NDP-Conservative alliance on Kyoto

Ahh, the good old National Post. Combining the bias of Fox News with the smarmy upper-class smugness of the likes of Conrad Black. Wednesday's coverage of Clean Air Act negotiations by John Ivison discusses a potential liaison between the NDP and the Conservatives to push an improved version of the Act through by March. The article itself covers signs of a rapprochement between the two parties, including the possibility that the NDP might even go along with the Conservative's abandonment of Kyoto targets. Ivison also asserts that the Liberals look to be stalling progress on the bill in hopes that it won't make it to an eventual election.

The bias I'm mentioning here - the NDP is "clinging to the comfort blanket of Kyoto, arguing with blind optimism that we can close the 'Kyoto gap' in the next five years." Meanwhile, "a five minute talk with anyone who really knows what it would take to meet Canada's Kyoto commitment...gives some sense of how deep in the hole we are. Three hundred of the largest polluters in Canada would have to reduce emissions by more than half, something that is not technically feasible without beggaring the economy."

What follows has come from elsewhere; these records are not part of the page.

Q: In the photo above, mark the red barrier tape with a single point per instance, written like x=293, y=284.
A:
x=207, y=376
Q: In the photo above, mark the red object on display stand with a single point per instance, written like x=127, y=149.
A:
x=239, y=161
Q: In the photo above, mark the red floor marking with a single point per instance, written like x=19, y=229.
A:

I guess Mr. Ivison doesn't talk much with the staff of the Pembina Institute, the David Suzuki Foundation and the other climate change experts who have been modelling and planning for Kyoto from the beginning. Their most recent contribution to the debate, under the CANet umbrella, is a backgrounder on the Clean Air Act aimed at MPs. It asks for a commitment to Kyoto targets and to a long term target of 80% below 1990 levels to be set for 2050.

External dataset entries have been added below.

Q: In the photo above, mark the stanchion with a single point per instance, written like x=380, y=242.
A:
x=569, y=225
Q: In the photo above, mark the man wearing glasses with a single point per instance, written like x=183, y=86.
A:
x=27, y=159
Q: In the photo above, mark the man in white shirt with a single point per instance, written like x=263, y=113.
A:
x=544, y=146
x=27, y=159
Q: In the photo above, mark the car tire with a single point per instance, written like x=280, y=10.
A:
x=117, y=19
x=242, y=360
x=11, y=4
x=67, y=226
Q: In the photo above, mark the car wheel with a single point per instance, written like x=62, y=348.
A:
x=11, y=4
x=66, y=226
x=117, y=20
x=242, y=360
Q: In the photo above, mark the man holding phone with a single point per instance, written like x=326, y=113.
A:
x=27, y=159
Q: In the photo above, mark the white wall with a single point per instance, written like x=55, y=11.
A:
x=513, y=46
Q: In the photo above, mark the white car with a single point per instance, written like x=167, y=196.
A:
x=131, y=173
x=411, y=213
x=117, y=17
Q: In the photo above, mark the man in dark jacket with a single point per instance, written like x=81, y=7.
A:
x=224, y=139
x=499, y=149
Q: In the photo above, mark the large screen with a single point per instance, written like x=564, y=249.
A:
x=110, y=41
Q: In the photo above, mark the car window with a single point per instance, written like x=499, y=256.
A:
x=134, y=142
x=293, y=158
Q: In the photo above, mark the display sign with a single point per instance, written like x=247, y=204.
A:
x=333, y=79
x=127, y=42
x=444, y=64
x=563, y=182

Link to CANet backgrounder
Personally, I wouldn't care about meeting Kyoto targets if I actually thought that we were setting ourselves the long term targets proposed by CANet, and acting immediately on them. I agree with Ivison that we are in a deep hole and that the Kyoto targets will be difficult to meet. The problem is, backing down on Kyoto in favour of long term targets only is an easy political cop-out and will lead to more 'study' and excuses about the need to wait until magical, painless technologies appear. The only way I could accept any kind of NDP-backed dropping of the Kyoto targets would be if they were replaced by a binding set of targets for reductions in 2010, 2012, and 2015 that led to below-Kyoto targets by 2015, targets low enough to compensate for any lost reductions now. Somehow, it doesn't seem likely the Conservatives will do this.